The effect of thylakoid membrane reorganisation on chlorophyll fluorescence lifetime components: A comparison between state transitions, protein phosphorylation and the absence of Mg 2+

Abstract

Room temperature chlorophyll fluorescence lifetime measurements using single photon counting and low-intensity laser excitation have been carried out on photosynthetic systems which have undergone protein reorganisation by an in vivo state 1-state 2 transition, protein phosphorylation and the absence of Mg 2+. Analysis of the global changes in average lifetime and total fluorescence yield suggest that each treatment brings about a decrease in Photosystem (PS) II absorption cross-section but that this mechanism of energy redistribution accounts for different proportions of the total fluorescence quenching in the various cases. Further analysis of the overall fluorescence decay into individual kinetic components was carried out using a four-exponential model. The state transition did not alter the lifetimes of the four components but decreased the fluorescence yield of the long-lived decay, at both F 0 and F M, by 24% and increased the yield of the rapid components. Such changes infer that there is a decrease in PS II absorption cross-section and an increase in PS I excitation on going from state 1 to state 2. Furthermore, these alterations show that the 500 ps component (at F 0) gives rise to the 2 ns decay (at F M).

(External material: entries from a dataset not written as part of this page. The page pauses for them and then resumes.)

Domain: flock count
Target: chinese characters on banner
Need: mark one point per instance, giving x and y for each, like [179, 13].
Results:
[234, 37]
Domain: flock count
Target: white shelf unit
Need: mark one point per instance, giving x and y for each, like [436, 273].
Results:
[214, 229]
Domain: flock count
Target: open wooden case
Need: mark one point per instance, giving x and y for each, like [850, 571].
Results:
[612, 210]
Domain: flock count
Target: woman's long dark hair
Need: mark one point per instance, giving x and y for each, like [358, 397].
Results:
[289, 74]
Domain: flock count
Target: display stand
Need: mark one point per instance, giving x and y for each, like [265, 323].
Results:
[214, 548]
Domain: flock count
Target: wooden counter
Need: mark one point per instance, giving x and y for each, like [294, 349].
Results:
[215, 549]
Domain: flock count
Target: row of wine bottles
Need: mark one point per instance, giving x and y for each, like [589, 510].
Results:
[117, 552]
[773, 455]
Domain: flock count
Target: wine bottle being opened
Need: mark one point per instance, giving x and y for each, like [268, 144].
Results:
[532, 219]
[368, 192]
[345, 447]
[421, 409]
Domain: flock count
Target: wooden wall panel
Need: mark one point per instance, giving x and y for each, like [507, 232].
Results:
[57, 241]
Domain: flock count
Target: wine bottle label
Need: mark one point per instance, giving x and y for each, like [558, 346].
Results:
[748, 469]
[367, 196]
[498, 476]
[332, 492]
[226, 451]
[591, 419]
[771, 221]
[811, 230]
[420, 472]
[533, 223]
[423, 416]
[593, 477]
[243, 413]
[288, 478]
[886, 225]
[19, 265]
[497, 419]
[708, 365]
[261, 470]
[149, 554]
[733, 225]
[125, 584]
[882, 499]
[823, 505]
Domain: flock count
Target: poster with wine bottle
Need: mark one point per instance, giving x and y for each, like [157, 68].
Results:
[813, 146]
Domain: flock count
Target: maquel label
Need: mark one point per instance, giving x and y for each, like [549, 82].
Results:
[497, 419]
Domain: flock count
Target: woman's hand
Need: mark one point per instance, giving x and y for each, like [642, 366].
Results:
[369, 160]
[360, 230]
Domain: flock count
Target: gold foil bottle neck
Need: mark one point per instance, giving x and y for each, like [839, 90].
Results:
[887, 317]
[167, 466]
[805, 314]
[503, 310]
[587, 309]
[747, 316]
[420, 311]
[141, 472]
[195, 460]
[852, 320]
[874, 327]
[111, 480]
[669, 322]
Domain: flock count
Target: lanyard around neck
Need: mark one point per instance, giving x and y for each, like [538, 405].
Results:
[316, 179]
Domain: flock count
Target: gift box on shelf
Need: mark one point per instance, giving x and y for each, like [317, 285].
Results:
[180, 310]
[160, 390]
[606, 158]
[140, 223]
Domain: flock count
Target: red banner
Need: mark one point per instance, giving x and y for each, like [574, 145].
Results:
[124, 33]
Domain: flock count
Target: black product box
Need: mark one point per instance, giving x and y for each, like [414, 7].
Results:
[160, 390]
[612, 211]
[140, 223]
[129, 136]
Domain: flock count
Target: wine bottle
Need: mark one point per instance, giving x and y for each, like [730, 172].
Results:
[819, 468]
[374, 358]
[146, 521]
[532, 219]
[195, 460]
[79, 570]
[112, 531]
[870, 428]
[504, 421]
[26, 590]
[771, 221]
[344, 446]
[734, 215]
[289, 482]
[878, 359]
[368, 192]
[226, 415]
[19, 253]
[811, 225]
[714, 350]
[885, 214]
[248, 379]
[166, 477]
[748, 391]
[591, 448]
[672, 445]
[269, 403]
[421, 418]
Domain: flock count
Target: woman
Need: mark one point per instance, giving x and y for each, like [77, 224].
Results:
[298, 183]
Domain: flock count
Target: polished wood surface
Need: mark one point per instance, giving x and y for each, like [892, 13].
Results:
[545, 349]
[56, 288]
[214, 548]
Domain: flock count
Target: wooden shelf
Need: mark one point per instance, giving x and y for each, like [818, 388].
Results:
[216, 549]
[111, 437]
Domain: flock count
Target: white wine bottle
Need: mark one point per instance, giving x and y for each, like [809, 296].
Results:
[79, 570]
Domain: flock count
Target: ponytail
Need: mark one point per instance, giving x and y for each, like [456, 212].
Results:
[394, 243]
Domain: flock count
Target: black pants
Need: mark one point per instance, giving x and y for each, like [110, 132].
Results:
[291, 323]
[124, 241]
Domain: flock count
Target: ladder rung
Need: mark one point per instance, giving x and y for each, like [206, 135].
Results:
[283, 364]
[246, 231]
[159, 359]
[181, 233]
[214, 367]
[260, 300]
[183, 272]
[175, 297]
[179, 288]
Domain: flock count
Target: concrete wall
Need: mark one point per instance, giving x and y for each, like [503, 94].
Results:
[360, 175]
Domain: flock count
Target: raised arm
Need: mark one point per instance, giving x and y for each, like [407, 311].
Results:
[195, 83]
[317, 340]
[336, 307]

After in vitro protein phosphorylation at 5 mM Mg 2+, the changes are very similar to those brought abought by a state transition, except that both long-lived kinetic components exhibit a decrease in yield. When protein phosphorylation was carried out at 2 mM Mg 2+ a slight decrease in the lifetimes of the two slow components was observed, with a further decrease in the yield of the 2.3 ns decay and a larger increase in the yields of the two rapid decays. Although the fluorescence quenching brought about by the absence of Mg 2+ (57%) was the largest of all the treatments, only a small part could be explained by a decrease in PS II absorption cross-section (17%). The absence of Mg 2+ led to a decrease in the lifetimes and yields of the two long-lived decays. A careful comparison of the characteristics of the slowest component in the presence and absence of 5 mM Mg 2+ on closing the PS II traps suggest that this decay has different origins in the two cases.